Sabtu, 02 Agustus 2025 10:30 WIB

Font: Ukuran: - +

Reporter : Naufal Habibi

PT PEMA sedang bergerak keluar dari bayang-bayang masa lalu menuju wajah baru sebagai korporasi daerah yang profesional dan kompetitif. [Foto: Ilustrasi AI oleh dialeksis.com]


DIALEKSIS.COM | Feature - Di tengah tantangan investasi, pengelolaan sumber daya alam, dan tuntutan kemandirian ekonomi daerah, PT Pembangunan Aceh (PEMA) memilih langkah yang tak biasa: menata diri dari dalam.

Bagi Direktur Utama PEMA, Mawardi Nur, pembangunan ekonomi Aceh tidak bisa lagi bertumpu pada pendekatan proyek sesaat, apalagi sekadar mengikuti arus kebijakan tanpa fondasi bisnis yang kuat.

“Yang Aceh butuhkan hari ini bukan proyek besar yang berhenti di seremoni. Yang kita bangun adalah ekosistem investasi,” katanya, dengan keyakinan yang terasa menular.

Bagi PEMA, investasi bukan sekadar angka di atas kertas. Ia adalah rantai yang harus mengalir mulus dari hulu ke hilir: perencanaan berbasis data, skema pendanaan sehat, pengelolaan profesional, hingga hasil yang nyata. Dan untuk itu, langkah pertama adalah memperkuat PEMA sendiri.

Reformasi manajemen, penataan struktur organisasi, dan pembenahan sistem pengambilan keputusan menjadi prioritas. “Investasi tidak akan datang ke tempat yang tidak siap. Maka yang pertama kami benahi adalah tata kelola internal. Kedua, kami pastikan PEMA bisa menjadi mitra andal bagi investor,” ujarnya.

Langkah ini sekaligus menjadi pesan kepada publik bahwa PEMA sedang bergerak keluar dari bayang-bayang masa lalu menuju wajah baru sebagai korporasi daerah yang profesional dan kompetitif.

Sebagai holding BUMD, PEMA memiliki 14 anak usaha, tetapi tidak semuanya berfungsi efektif. Anak usaha yang hanya “ada di atas kertas” kini menjadi masa lalu. “Kami tidak ingin ada anak usaha yang hanya ada di atas kertas. Anak usaha harus lahir dari kebutuhan bisnis, bukan untuk memperbanyak struktur,” ujarnya tegas.
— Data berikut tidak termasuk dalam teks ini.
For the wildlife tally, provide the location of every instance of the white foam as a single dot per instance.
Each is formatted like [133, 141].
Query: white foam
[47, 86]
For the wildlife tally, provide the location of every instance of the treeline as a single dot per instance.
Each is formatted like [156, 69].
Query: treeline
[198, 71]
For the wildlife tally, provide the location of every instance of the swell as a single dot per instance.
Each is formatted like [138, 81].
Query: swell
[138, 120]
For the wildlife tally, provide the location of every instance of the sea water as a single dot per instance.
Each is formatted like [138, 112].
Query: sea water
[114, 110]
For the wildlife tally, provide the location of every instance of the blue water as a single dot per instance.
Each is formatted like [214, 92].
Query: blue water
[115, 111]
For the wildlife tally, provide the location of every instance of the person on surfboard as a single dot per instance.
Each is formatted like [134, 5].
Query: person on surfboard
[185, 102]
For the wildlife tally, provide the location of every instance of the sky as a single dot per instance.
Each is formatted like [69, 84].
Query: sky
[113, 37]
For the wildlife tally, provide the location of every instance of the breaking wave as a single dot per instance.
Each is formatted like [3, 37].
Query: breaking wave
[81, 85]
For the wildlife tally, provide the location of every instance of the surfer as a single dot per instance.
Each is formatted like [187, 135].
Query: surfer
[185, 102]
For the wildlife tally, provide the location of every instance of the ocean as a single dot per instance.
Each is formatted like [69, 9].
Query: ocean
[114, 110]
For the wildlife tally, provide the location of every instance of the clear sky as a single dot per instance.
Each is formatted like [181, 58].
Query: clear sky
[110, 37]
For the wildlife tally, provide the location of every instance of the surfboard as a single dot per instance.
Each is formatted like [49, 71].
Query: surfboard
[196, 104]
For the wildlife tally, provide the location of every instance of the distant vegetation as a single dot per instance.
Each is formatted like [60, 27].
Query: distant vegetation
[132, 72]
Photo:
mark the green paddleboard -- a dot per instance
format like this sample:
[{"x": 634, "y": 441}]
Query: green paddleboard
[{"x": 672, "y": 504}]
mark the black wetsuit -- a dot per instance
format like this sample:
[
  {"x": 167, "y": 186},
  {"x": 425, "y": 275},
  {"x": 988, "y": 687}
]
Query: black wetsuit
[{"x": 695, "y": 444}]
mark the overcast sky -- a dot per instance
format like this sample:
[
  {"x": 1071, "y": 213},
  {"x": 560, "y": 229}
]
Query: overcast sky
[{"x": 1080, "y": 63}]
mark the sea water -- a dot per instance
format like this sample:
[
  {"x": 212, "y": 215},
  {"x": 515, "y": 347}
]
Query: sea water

Penataan ulang ini dilakukan dengan prinsip kehati-hatian, agar setiap unit usaha benar-benar memiliki prospek, pasar, dan kontribusi nyata terhadap Pendapatan Asli Daerah (PAD).

Selama bertahun-tahun, PEMA dipandang sekadar penampung dividen, terutama dari sektor energi. Mawardi menilai paradigma itu harus diakhiri. “Kalau hanya mengandalkan dividen, apa bedanya PEMA dengan perantara? Kami ingin menjadi lokomotif, bukan gerbong,” tegas Mawardi.

Karena itu, arah bisnis PEMA dirumuskan ulang. Perusahaan tidak lagi pasif menunggu hasil, melainkan aktif menjadi penggerak investasi strategis yang membuka peluang baru bagi Aceh.

Salah satu langkah nyata PEMA adalah mengaktifkan kembali aset-aset daerah yang selama ini terbengkalai. UPTD Cold Storage menjadi contoh konkret. Fasilitas ini sebelumnya tidak berfungsi optimal, padahal Aceh memiliki potensi kelautan yang besar.

Kini, PEMA mengambil alih pengelolaannya dan menargetkan fasilitas tersebut beroperasi pada Oktober 2025. Kehadiran cold storage diharapkan menjadi tulang punggung industri pengolahan hasil laut, memperpanjang rantai nilai, dan menciptakan lapangan kerja langsung bagi masyarakat pesisir.

Selain itu, Hotel Aceh di kawasan Cikini juga direvitalisasi. Bagi PEMA, hotel ini bukan sekadar aset properti, melainkan etalase Aceh di ibu kota, sekaligus penggerak sektor pariwisata dan jasa.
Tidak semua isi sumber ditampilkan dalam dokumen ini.